Вот. Теперь я повторил слова Томбы. Не далее как вчера он говорил нечто подобное обо мне.
Авл Требий протягивает мне чашу и пристально смотрит в глаза:
- Знаешь, Визарий, я побоялся бы совершить преступление, зная, что разбирать его примешься ты!
Понимай, как знаешь! То ли отдаёт должное уму, то ли издевается над прямолинейностью. Что ж, не впервые. С тех пор, как я узнал Лугия, мне это даже привычно. Кстати, это ведь он стоит в дверях? Каким образом?
Галл ухмыляется, я понимаю, что услышу много интересного о себе и о хозяине дома, как только представится случай. Прежде он никогда не являлся в дом Авла Требия, терпеть его не может.
- Прости меня, хозяин, - говорит Лугий в лучшей римской манере. – Обстоятельства заставили искать Визария у тебя. Городские власти нуждаются в нём.
Всё это странно. Наместник не мешал мне творить суд по Правде Мечей, скорее, он старался не замечать это диво, выпадающее из Имперской судебной системы.
- Квестор убит, - говорит мой друг. - Надо, чтобы ты взглянул.
Ладно, убийство квестора меня не удивляет. Люди редко любят тех, кто собирает налоги. А уж Тит Максенций, в народе именуемый Сфагном, горячей любви не вызывал и подавно.
- Сегодня праздник будет во многих домах, - говорит Авл Требий.
Удивляет меня другое: почему Лугий пришёл?

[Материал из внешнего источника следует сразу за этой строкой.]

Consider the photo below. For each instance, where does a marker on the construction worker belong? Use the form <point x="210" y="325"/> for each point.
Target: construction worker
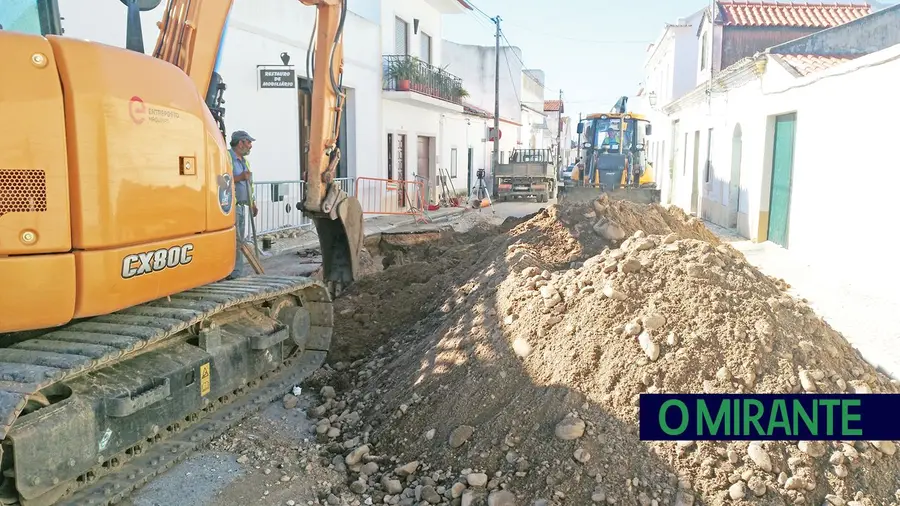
<point x="611" y="139"/>
<point x="241" y="144"/>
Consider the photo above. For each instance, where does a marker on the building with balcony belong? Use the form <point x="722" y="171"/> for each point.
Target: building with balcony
<point x="416" y="91"/>
<point x="257" y="34"/>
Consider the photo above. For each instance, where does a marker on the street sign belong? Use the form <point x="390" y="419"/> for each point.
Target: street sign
<point x="277" y="77"/>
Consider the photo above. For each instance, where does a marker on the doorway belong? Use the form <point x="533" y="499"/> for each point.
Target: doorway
<point x="695" y="179"/>
<point x="423" y="152"/>
<point x="782" y="172"/>
<point x="734" y="182"/>
<point x="470" y="163"/>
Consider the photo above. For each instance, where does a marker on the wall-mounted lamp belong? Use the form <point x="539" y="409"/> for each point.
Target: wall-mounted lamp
<point x="761" y="65"/>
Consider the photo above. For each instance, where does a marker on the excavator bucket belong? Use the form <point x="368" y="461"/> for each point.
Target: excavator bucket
<point x="341" y="235"/>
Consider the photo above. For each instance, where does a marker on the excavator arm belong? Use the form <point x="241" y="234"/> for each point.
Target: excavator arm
<point x="190" y="37"/>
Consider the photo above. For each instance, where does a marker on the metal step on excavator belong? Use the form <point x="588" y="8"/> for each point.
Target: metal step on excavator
<point x="122" y="349"/>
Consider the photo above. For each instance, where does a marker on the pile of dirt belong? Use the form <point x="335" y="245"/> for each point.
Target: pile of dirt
<point x="515" y="364"/>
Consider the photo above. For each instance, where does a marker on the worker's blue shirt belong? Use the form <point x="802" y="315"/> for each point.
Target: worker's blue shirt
<point x="241" y="188"/>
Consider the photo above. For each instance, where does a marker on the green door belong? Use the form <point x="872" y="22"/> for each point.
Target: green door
<point x="782" y="167"/>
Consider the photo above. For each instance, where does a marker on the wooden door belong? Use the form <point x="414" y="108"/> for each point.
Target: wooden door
<point x="422" y="165"/>
<point x="782" y="170"/>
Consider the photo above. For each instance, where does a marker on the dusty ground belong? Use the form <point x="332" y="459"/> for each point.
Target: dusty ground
<point x="501" y="366"/>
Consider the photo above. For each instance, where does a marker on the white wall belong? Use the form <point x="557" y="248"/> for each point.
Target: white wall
<point x="409" y="10"/>
<point x="258" y="32"/>
<point x="475" y="65"/>
<point x="838" y="192"/>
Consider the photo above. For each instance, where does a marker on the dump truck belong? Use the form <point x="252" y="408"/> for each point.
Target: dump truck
<point x="527" y="173"/>
<point x="613" y="158"/>
<point x="122" y="346"/>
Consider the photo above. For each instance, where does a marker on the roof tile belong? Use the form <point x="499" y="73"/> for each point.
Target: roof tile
<point x="805" y="64"/>
<point x="552" y="105"/>
<point x="794" y="14"/>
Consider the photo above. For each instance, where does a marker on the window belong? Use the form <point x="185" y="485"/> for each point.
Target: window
<point x="390" y="156"/>
<point x="35" y="17"/>
<point x="425" y="49"/>
<point x="704" y="50"/>
<point x="453" y="162"/>
<point x="401" y="34"/>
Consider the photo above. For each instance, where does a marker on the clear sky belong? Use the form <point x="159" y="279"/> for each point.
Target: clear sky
<point x="593" y="49"/>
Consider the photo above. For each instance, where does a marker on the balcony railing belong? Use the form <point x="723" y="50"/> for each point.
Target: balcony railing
<point x="408" y="73"/>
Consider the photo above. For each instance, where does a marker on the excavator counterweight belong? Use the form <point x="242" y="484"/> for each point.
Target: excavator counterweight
<point x="121" y="347"/>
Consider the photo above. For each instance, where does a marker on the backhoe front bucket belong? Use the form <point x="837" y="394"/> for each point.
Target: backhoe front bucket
<point x="341" y="237"/>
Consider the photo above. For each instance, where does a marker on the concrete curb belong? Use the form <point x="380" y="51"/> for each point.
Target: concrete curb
<point x="411" y="221"/>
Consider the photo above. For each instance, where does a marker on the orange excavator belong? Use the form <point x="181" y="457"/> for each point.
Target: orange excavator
<point x="122" y="347"/>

Ведь он-то лучше всех знает, что Бог отнял у меня право суда.
- Ты должен на это посмотреть, - повторяет новый Меч Истины.
- Что ж, Визарий, я отпускаю тебя, - величественно произносит Требий. – Но с условием! – он воздевает палец. – Ты поможешь мне прочесть это до конца. Я хочу знать твоё мнение.
Никто не хочет знать, чего хочу я! Впрочем, я сам этого не знаю.
На улице ощутимо задувает. Лугий запахивает плащ и щурится:
- Он странный, твой Авл Требий Мейрхион! Его больше волнуют судьбы придуманных героев, чем реальное убийство.
- Они волнуют и меня. Исключительно интересная рукопись.
Лугий смотрит скептически:
- Тебя всегда заботили судьбы живых людей. Поэтому я и увязался за тобой. Зачем ты ходишь к этому уроду? От него за милю разит презрением к человечеству.
Ну, что я могу ему ответить?
- Чего ты хочешь от меня? Теперь ты носишь Меч и вполне способен управиться сам. Со смертью, как и с девой, встречаются наедине.
Лугий глядит странно - то ли презрительно, то ли с жалостью:
- Что касается дев, чтоб я при тебе стеснялся соблазнять Аяну?.. Ха! И ещё раз ха! Не догадываешься, что мне мешает?
Даже гадать не буду, предпочитаю об этом не думать вообще.
– А что до смерти, я не возьмусь решать о таком деле без тебя. И это не я так придумал. Ты доверяешь мнению Томбы?
Я доверяю мнению Томбы. Он всегда понимал в жизни больше моего. И если нубиец говорит, что я баран, пора учиться блеять. А если Лугий с Томбой решили, что я тут нужен, придётся послушать.
- Послушайся хоть раз. Кстати, мы пришли.